事件はC組とD組合同の体育、ソフトボールのクラス対抗試合で起こった。
D組のヤクザの息子、黒駒勝男が投げたボールをバッターだった坂田が思いきり打ち、そのボールはどんどん飛距離を伸ばして飛んでいった。
そして、最終的に教室の窓ガラスを破り、そこの教室で「平安時代の女性の美しさは現代にも通ずる」という説いていた日本史の教師、服部全蔵の右頬にめり込んだのだ。
「近藤先生が出張で今日は土方先生が代理で体育を監督してたらしいですけど、気をつけてくださいよ。俺もこんな怪我するし、」
「本当にすいません。この馬鹿にもよく言っときます。おい謝れ」
土方が真摯に謝るのと同時に、土方の手が坂田の頭をがしっと掴み強制的に頭を下げさる。
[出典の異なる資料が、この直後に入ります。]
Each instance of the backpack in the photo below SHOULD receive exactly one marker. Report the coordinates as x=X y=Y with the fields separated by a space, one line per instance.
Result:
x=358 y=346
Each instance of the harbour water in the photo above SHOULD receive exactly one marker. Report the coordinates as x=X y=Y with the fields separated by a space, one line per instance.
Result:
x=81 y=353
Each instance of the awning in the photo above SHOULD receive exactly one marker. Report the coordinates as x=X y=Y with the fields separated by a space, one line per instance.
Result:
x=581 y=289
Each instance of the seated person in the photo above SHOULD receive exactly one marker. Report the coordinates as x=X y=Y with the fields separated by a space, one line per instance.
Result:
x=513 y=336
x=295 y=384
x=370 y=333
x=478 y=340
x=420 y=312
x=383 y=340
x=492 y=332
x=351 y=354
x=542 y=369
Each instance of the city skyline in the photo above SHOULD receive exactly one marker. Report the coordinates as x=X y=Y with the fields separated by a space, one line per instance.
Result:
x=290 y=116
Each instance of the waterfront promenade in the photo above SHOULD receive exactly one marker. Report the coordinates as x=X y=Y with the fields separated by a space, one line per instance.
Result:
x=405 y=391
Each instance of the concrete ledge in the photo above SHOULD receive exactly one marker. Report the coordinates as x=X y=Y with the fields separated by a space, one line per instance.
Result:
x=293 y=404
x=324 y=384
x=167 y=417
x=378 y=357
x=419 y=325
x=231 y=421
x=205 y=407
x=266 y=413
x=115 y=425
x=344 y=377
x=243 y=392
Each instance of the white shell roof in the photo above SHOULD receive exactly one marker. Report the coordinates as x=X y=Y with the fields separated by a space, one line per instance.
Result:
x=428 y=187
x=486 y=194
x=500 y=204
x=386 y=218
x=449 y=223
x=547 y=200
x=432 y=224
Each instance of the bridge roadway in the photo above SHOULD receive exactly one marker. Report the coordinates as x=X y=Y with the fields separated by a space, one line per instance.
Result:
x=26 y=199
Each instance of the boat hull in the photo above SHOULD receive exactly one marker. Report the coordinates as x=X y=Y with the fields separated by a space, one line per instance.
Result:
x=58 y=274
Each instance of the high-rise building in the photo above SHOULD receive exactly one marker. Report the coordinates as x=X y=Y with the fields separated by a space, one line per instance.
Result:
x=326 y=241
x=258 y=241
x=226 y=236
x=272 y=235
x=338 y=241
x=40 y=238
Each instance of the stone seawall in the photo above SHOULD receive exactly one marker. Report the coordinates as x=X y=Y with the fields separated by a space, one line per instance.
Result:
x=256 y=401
坂田は土方に無理矢理頭を下げさせられ、ムスっとした表情で、小さく「すいません」と謝った。
「次はねぇからな馬鹿」
服部が坂田に警告する。
「・・つーかさ、」
坂田が今まで我慢していた何かを吐き出すかのようにゆっくり呟いた。
「さっきから馬鹿馬鹿うるせぇよ!説教垂れるにしても名前で呼べよ!」
坂田はすぐに顔を上げ土方の手を払いのけて服部と土方に怒鳴る。
「馬鹿に馬鹿って言って何が悪いんだよ。しかもホームランならともかくファールで窓ガラス割るって何だお前。馬鹿だろ、馬鹿にも程があるだろ」
「服部先生の言う通りだぞ坂田」
容赦ない服部の返答に土方が同意する。
「馬鹿に馬鹿って言って何が悪い」
「そこに同意するのかよ!あんた本当に俺の担任!?」
「とにかく、金払え坂田」
坂田のツッコミを流して服部がそうきっぱり言い放った。
「……あのさ、こういうのって学校の経費?みたいなので何とかならねぇの?」
先程の怒声と打って変わって、自信のなさそうな声で坂田は服部に訪ねる。
「なるかよ。二週間前に強化ガラスに買い換えたばっかだぞ。払えよ三万五千円」
服部がすっと坂田の前に手を出し、要求する。
「勘弁してくれよ。そんな大金持ってるわけ、」
「じゃあこれ、三万五千円です」
坂田が言葉を言い終わらない内に土方がスーツの胸ポケットから財布を取り出し、札を数枚出して服部に渡した。
坂田が意外そうな表情で土方を見る。
「勘違いするなよ。俺が変わりに建て替えてやっただけだ。必ず返せ」
土方は財布を胸ポケットに戻しながらそう言った。
「…んじゃ、金も貰ったし俺は職員室戻るわ」
服部はだるそうに立ち上がり、ぺたぺたとスリッパの足音を立てて教室を出て言った。
一瞬静かになった教室で坂田は気まずそうに頭をかく。
「……あのさ、」
「あ、三万五千円は勿論自分で働いて返せよ」
「え?」
土方の一言に坂田は聞き返す。
「お前が馬鹿やって払う事になったんだから、お前が自分の金で払うのは当然だろ。家から金持ってくんじゃねぇぞ」
「ちょっと待った。つまり、出世払いとかじゃなくて今すぐバイトってしろって事?」
「社会勉強にもなるだろ。金を稼ぐ大変さを知れ若者」
「一日学校あって、それから寝ずに働けと?!」
「坂田、」
土方が坂田の肩に手をぽん、と乗せる。